LostRuins / koboldcpp

A simple one-file way to run various GGML and GGUF models with KoboldAI's UI
https://github.com/lostruins/koboldcpp
GNU Affero General Public License v3.0
4.35k stars 312 forks source link

Multi-GPU pipeline parallelism support and more #853

Closed Vladonai closed 1 month ago

Vladonai commented 1 month ago

I noticed this topic: Pipeline parallelism improves batch processing performance when using multiple GPUs, https://github.com/ggerganov/llama.cpp/pull/6017

I'm not well versed in the topic, but it seems that LlamaCpp has two parameters: “batch” and “ubatch”. Suppose I have 2 or 4 GPUs (I do) and would like to take advantage of this when working with KoboldCpp. It seems that the biggest benefit is obtained with a larger batch size (“ubatch” parameter?). It also seems that Flash Attention for fp32 is not yet able to handle a large number of tasks simultaneously (“batch” parameter?).
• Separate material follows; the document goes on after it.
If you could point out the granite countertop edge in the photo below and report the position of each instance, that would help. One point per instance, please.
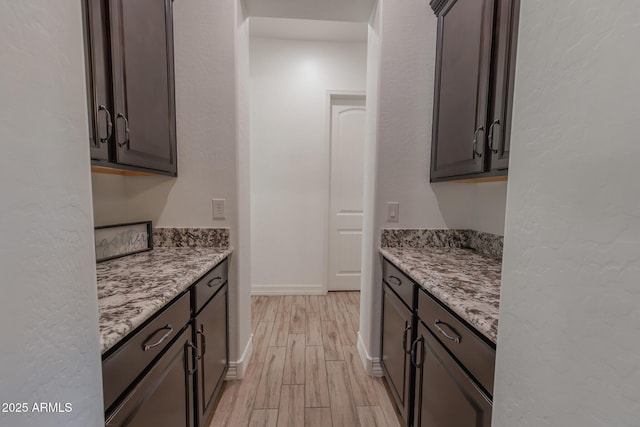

In short, I'd like future releases of KoboldCpp to take these points into account - either automatically or by giving the possibility to customize them. I would like to see the best performance considering the existing hardware configuration.

LostRuins commented 1 month ago

KCPP sets n_ubatch equal to blas batch size if it's less than 1024, otherwise it uses 1024.

that seems to give the best results and greatest flexibility.